Your cars odometer is based on how many times your wheels rotate.

 

If you have a 195/60R14 tire, your tire diameter is 23.2" (tirerack.com)

Pi x 23.2" = 72.9" circumference.

Thats 869 revolutions of the tire per mile. (23.2" into 5280ft)

 

Now, most tires start with 10/32" of tread depth, if your tires are worn lets say 1/2 way down, your tires are smaller by 10/32" (you wore 5/32" off each side of the tire"

 

10/32" = 5/16" = .3125"

Original tire diameter = 23.2" - .3125" = 22.88" = 71.9" circumference

Now your up to 881 revolutions per mile.

 

So even though you went the same distance, with worn tires having a smaller overall diameter theyhave to rotate more to cover the same distance. When your tires rotate more, the odometer rotates more. ie: showing more miles.

 

This inaccuracy is compounded by underinflated tires.

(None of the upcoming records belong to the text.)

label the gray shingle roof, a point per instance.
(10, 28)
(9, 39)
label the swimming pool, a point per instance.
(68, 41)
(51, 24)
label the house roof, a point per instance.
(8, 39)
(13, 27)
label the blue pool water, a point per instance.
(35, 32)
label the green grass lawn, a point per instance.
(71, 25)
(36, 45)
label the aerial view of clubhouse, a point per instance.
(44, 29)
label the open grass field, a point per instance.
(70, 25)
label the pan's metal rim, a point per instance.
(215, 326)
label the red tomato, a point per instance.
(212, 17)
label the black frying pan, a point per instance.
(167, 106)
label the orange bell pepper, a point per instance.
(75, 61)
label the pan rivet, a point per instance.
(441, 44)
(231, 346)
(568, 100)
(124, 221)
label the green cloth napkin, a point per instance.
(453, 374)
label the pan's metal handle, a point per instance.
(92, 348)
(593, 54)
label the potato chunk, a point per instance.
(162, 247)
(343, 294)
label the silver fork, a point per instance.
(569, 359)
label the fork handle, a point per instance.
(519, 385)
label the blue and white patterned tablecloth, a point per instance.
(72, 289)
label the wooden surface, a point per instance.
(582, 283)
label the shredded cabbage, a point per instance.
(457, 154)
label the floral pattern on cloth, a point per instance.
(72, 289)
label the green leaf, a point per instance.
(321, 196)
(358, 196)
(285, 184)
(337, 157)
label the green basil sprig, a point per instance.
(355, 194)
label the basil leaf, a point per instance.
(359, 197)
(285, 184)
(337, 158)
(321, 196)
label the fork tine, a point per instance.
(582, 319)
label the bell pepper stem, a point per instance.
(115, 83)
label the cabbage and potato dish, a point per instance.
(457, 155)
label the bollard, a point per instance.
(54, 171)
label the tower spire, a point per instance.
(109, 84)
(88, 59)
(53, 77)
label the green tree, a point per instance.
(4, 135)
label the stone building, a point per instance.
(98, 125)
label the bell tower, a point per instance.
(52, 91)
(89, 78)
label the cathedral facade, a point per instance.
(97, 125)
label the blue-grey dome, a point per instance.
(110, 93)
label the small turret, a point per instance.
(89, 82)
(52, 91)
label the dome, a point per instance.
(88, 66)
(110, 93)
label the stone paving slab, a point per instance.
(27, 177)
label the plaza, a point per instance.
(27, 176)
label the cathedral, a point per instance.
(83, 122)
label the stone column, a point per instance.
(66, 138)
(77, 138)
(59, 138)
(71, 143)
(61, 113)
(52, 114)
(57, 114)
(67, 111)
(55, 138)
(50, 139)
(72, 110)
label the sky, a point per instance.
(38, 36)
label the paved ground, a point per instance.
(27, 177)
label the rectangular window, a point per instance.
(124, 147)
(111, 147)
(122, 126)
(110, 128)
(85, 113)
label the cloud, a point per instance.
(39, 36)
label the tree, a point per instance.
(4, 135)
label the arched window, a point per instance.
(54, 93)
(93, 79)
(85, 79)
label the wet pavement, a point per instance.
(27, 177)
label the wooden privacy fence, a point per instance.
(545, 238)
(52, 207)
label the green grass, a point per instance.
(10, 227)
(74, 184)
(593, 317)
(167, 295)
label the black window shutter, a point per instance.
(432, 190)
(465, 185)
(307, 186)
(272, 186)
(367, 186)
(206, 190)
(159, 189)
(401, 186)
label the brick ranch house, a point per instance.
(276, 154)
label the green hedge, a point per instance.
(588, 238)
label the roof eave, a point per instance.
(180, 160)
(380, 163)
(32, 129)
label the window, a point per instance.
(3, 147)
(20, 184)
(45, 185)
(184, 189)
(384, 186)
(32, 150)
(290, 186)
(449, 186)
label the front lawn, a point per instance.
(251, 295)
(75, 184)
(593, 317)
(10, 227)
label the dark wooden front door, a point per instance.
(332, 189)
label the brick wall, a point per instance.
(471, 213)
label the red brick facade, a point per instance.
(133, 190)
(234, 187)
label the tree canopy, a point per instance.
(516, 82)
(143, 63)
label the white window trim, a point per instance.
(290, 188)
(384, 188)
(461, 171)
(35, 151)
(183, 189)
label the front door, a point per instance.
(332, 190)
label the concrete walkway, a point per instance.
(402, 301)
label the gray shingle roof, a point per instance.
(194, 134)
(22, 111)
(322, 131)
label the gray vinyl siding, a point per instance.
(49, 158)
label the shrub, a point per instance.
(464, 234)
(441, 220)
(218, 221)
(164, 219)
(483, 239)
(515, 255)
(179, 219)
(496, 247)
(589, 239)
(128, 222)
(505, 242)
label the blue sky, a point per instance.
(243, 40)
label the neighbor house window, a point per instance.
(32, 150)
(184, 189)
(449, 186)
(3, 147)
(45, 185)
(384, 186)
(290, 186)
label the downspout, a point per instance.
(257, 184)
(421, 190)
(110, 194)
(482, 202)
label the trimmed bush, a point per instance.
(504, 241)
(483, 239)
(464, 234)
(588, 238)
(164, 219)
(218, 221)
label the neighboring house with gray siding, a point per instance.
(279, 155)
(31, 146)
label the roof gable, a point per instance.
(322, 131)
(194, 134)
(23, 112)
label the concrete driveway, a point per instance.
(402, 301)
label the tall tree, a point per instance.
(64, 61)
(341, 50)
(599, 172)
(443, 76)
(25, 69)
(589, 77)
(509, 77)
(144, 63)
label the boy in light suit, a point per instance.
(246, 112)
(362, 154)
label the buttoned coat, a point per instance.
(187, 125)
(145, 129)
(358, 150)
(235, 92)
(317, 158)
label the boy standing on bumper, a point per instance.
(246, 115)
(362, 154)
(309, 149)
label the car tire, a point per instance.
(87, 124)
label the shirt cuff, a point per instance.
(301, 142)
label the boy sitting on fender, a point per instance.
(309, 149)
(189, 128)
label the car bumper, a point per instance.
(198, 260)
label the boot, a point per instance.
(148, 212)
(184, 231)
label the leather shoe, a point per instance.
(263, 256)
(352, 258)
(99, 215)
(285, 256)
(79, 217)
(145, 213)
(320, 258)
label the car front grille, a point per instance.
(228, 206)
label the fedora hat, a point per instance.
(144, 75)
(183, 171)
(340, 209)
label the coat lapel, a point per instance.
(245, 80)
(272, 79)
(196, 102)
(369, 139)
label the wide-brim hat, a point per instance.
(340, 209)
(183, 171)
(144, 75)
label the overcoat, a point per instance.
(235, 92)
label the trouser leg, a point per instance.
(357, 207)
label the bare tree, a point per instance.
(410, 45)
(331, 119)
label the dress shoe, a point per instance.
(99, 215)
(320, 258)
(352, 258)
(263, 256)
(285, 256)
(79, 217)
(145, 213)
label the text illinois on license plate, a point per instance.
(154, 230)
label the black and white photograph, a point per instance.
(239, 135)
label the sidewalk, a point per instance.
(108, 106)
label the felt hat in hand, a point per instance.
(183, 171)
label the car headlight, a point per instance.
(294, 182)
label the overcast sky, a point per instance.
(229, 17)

Not to mention that most speedometers are inaccurate to begin with.

 

Also, you may not have had gps lock the entire time you were moving, plus that fact the gps only measures distance covered from point to point not changes in altitude of the road. Your original idea of hills is correct, albeit a small differance, over a very long trip with many hills it would affect the overall milage by quite a bit.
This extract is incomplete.